A Outra História Americana: ideias são duras de morrer, mesmo as piores



"Fria azul suástica tatuada na minha pele
O gelo nas minhas veias, os grampos no meu queixo
Eu tenho entalhado na minha testa, 'escravo do meu pecado'
Muito violento pra irmandade, que nunca me aceita

Escreverei minha lei com sangue pelas ruas
Para a cadência de um passo de ganso, batida de heavy metal
Vou purificar minha raça, aumentar a temperatura!
Só quero fazê-los morrer, fazer um serviço completo!

Eu sou um homenzinho cruel, eu sou um homenzinho perverso
Não são os jogos que eu jogo, os filmes que eu vejo, as músicas que eu ouço
Eu sou só um homenzinho perverso!

Eu gosto de passar o meu corpo, em combustível bem pesado
Eu posso socar através de uma parede, posso chutar como uma mula
Eu tenho um bolso cheio de balas e um mapa da escola
Eu sou o soldadinho do diabo! A ferramenta do demônio...

Eu tenho todo tipo de substância bombeando na minha cabeça
Eu leio Mein Kampf diariamente, só pra manter meu ódio alimentado
Eu nunca jamais durmo, só fico deitado na cama
Esperando pelo dia, que todos estiverem mortos!"

Wicked Young Man, de Alice Cooper

Faz poucos meses que o mundo ficou chocado com as passeatas neonazistas que houveram nos Estados Unidos, então me pareceu interessante fazer uma análise desse famoso filme, "A Outra História Americana", protagonizado pelo Edward Norton.


Bom dizer que esse filme é de 1998, dois anos antes de sair essa música do Alice Cooper, e quase vinte anos atrás, antes dos ocorridos de Charlottesville. Ou seja, muito tempo já passou, mas os neonazistas ainda estão por aí, tanto nos Estados Unidos quanto na Alemanha e no Brasil. A diferença é que desses três países, o único em que você não vai preso por expressar símbolos e ideias nazistas é os Estados Unidos, tá dentro da liberdade de expressão deles. Aqui (ou na Alemanha) você corre o risco de ser preso (não sei se é o mesmo risco que corre o Lula, o Aécio, o Frota e todos os outros criminosos que ficam livres, mas tá na lei). No filme temos Derek, esse grande sujeito musculoso com uma suástica estampada no peito.

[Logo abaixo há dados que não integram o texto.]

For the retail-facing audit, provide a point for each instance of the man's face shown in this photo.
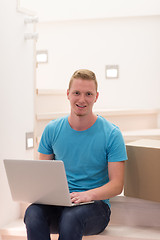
(82, 96)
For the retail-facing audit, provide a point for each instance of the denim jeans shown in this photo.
(72, 223)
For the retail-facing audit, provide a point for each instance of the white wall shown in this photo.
(130, 42)
(16, 98)
(51, 10)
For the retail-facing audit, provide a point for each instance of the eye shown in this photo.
(76, 93)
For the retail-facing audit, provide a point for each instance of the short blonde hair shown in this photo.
(84, 74)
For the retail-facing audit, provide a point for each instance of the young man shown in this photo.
(93, 152)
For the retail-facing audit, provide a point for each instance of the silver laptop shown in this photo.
(38, 181)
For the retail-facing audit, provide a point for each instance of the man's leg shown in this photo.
(89, 219)
(38, 219)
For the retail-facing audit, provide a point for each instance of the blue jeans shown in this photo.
(72, 223)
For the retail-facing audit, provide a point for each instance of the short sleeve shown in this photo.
(116, 147)
(45, 145)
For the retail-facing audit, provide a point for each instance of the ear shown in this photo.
(97, 95)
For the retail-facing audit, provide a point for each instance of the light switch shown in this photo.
(29, 140)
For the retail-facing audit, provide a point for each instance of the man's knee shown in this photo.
(33, 213)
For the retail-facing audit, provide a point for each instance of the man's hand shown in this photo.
(79, 197)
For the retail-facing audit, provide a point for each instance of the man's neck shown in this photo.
(81, 123)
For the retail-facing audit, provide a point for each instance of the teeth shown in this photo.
(80, 106)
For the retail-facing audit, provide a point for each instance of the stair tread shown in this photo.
(17, 228)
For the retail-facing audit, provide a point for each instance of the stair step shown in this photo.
(16, 231)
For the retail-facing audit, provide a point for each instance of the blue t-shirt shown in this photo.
(85, 153)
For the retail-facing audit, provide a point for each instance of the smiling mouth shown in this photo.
(80, 106)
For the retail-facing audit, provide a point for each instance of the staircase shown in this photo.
(132, 219)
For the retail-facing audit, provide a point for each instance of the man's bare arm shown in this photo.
(109, 190)
(45, 156)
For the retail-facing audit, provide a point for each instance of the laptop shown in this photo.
(38, 181)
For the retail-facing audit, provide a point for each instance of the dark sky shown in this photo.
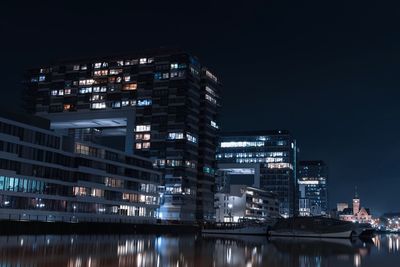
(328, 71)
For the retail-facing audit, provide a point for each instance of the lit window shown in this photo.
(211, 76)
(241, 144)
(191, 138)
(115, 71)
(96, 97)
(144, 102)
(97, 192)
(174, 136)
(86, 82)
(130, 86)
(143, 128)
(210, 91)
(131, 62)
(174, 162)
(100, 72)
(146, 137)
(101, 105)
(116, 104)
(85, 90)
(146, 145)
(211, 99)
(79, 191)
(214, 124)
(100, 65)
(81, 149)
(67, 107)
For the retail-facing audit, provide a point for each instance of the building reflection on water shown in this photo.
(192, 250)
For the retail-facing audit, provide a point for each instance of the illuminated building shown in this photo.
(45, 176)
(160, 104)
(313, 188)
(356, 213)
(245, 202)
(341, 206)
(261, 159)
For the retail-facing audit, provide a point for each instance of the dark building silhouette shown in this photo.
(313, 188)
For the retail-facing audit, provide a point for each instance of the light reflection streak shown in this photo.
(151, 250)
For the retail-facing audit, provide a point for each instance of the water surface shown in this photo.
(195, 250)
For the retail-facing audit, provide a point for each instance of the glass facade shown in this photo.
(313, 188)
(46, 176)
(274, 155)
(167, 104)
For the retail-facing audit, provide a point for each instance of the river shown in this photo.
(195, 250)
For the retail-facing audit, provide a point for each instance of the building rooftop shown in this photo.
(255, 133)
(26, 119)
(312, 162)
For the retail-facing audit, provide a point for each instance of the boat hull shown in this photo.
(344, 234)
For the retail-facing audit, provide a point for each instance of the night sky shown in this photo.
(328, 72)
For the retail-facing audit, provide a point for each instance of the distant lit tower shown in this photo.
(356, 203)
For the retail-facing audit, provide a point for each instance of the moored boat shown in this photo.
(319, 227)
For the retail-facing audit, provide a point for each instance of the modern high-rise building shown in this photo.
(45, 176)
(161, 104)
(245, 203)
(260, 159)
(313, 188)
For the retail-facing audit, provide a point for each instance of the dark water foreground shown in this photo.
(194, 250)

O protagonista não é só um neonazista, ele é o Elvis Presley dos neonazistas, ele é o Chuck Norris. O filme já começa com ele fodendo a mina dele de frente a uma bandeira nazista em várias posições, depois vê que tem assaltantes na casa, veste a cueca, chuta a porta e sai dando headshots em todo mundo, mas em pouco tempo o careca vai preso. Nisso vem a importância do outro personagem, seu irmão mais novo, Danny.

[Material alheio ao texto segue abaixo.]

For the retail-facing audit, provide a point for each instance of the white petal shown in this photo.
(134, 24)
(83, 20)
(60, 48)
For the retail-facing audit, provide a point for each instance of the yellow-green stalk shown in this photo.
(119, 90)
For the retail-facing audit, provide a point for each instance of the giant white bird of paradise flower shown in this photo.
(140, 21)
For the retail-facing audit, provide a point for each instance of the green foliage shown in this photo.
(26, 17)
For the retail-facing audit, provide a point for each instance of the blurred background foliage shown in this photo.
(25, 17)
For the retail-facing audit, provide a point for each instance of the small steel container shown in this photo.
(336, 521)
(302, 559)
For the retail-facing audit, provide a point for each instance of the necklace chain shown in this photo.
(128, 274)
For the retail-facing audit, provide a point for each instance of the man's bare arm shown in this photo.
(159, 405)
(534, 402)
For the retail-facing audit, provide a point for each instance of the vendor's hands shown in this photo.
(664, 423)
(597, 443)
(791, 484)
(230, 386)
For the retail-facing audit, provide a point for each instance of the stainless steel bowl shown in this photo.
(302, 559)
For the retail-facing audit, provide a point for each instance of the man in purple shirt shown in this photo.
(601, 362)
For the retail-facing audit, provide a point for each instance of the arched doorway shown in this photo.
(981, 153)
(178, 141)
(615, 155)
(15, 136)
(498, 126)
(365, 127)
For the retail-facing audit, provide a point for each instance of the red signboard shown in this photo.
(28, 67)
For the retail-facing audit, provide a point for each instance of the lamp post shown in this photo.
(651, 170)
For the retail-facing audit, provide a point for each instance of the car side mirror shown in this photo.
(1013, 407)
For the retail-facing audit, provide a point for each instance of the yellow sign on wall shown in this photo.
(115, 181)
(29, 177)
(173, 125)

"Oh, Hitler, como gostaria que você estivesse aqui..."
O garoto passa pro lado neonazista da força quando o irmão mais velho vai preso. E aí está a diferença, o que chamou a atenção nas milhares de pessoas na passeata dos Estados Unidos eram pessoas tradicionais declarando intenções nazistas pra quem quiser ouvir (e depois o presidente falando que é contra violência dos dois lados... meio que um dos lados diz que os campos de concentração eram colônias de férias). Não é o caso dos personagens no filme. Eles parecem estar abaixo da classe média, não sendo só... sei lá, neonazistas que ficam fazendo memes do Hitler na Internet, o que já é preocupante, não. Eles são membros de gangues, chegando a sair nas ruas pra atacar negros, estrangeiros e afins, todos que estiverem na longa lista de ódio deles.

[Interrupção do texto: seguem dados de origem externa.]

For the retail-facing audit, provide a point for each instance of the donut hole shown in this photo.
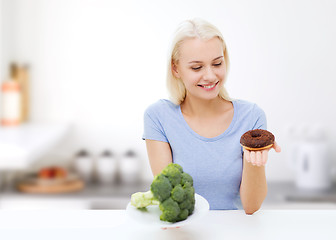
(255, 134)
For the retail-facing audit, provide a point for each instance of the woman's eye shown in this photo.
(196, 68)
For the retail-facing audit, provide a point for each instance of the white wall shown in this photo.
(99, 64)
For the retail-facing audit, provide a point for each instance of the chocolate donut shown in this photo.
(257, 139)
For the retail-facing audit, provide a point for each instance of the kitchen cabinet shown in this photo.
(21, 145)
(114, 224)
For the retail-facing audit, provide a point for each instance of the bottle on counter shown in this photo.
(23, 80)
(84, 165)
(106, 166)
(10, 103)
(129, 168)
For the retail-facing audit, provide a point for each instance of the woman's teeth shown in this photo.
(209, 86)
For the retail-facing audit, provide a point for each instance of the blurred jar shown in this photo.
(129, 167)
(11, 103)
(84, 165)
(106, 166)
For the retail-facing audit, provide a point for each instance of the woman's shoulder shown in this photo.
(161, 106)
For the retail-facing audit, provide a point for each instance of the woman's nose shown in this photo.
(209, 74)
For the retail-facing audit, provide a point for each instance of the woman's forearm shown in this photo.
(253, 189)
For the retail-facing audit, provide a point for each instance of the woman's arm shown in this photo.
(159, 155)
(253, 188)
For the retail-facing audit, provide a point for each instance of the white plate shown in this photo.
(152, 215)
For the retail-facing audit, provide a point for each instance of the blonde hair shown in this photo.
(196, 28)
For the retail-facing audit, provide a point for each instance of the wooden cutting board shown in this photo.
(66, 186)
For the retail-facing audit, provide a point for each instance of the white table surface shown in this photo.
(114, 224)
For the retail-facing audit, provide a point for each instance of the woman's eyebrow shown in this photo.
(201, 61)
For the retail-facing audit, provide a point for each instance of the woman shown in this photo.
(200, 128)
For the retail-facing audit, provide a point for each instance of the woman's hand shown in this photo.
(259, 158)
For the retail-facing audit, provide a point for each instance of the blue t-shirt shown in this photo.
(214, 163)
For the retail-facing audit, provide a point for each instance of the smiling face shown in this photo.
(201, 67)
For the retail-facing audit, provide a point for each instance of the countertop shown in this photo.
(281, 195)
(114, 224)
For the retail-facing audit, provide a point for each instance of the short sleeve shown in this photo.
(260, 118)
(153, 129)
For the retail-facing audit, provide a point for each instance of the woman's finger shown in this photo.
(276, 147)
(264, 157)
(247, 155)
(253, 157)
(258, 158)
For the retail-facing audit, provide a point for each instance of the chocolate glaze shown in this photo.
(257, 138)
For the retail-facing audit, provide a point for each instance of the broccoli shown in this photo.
(173, 191)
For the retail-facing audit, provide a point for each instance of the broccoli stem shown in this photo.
(143, 199)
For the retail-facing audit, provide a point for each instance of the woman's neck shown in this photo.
(196, 107)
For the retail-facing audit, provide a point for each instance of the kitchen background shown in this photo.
(93, 67)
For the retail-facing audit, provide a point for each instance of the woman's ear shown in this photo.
(175, 71)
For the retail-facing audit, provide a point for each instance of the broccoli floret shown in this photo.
(170, 210)
(161, 187)
(178, 193)
(173, 190)
(143, 199)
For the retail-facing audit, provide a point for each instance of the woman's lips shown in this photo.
(208, 87)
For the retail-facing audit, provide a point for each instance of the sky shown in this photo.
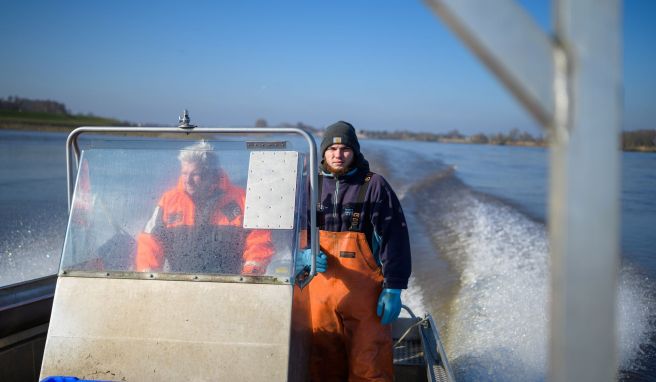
(387, 65)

Ele pode não ser o Bruce Banner, mas não é burro
Se ele virasse o Hulk quando fica com raiva, aí que as minorias tavam fodidas de vez mesmo

Se tratando de, como eu disse, o Chuck Norris dos neonazistas, Derek não fica só falando "hail Hitler, dane-se os negros", ou coisas do tipo. Mesmo sendo um selvagem violento fazendo contraste à civilidade, ele tem uma oratória fodida, argumentando o tempo inteiro com história e atualidades o seu modo violento de ver o mundo. Os que o seguem é que são mais alienadinhos, como sua namorada e seu melhor amigo. Quero dizer, o cara que lidera o grupo tem toda uma estrutura pra ser neonazista, ele acredita naquilo por uma série de razões. Como muitas boas histórias, por exemplo, "O Poderoso Chefão" e "Breaking Bad", "A Outra História Americana" mostra como por mais monstruoso que seja, o monstro quase nunca se enxerga dessa forma, muito pelo contrário.


Danny, ainda na escola, chama a atenção do diretor por expressar suas ideias nazistas em trabalhos de classe. O diretor convencido da possibilidade de recuperação moral do aluno ("ele aprendeu essa baboseira, pode desaprender") o coloca pra um trabalho particular onde terá que dissertar sobre a prisão de seu irmão e como isso o influenciou para situação em que se encontra no presente. Assim, toda vez que o Danny está lembrando do passado há uma mudança no filtro da imagem. Aparece como mesmo dentro de casa, as pessoas da família, como sua mãe e sua irmã, se colocavam contra Derek, mas nããããão, ninguém impediria ele, ele tinha muito bem montadinho dentro da cabeça dele porque seguir os passos de Hitler era uma boa ideia.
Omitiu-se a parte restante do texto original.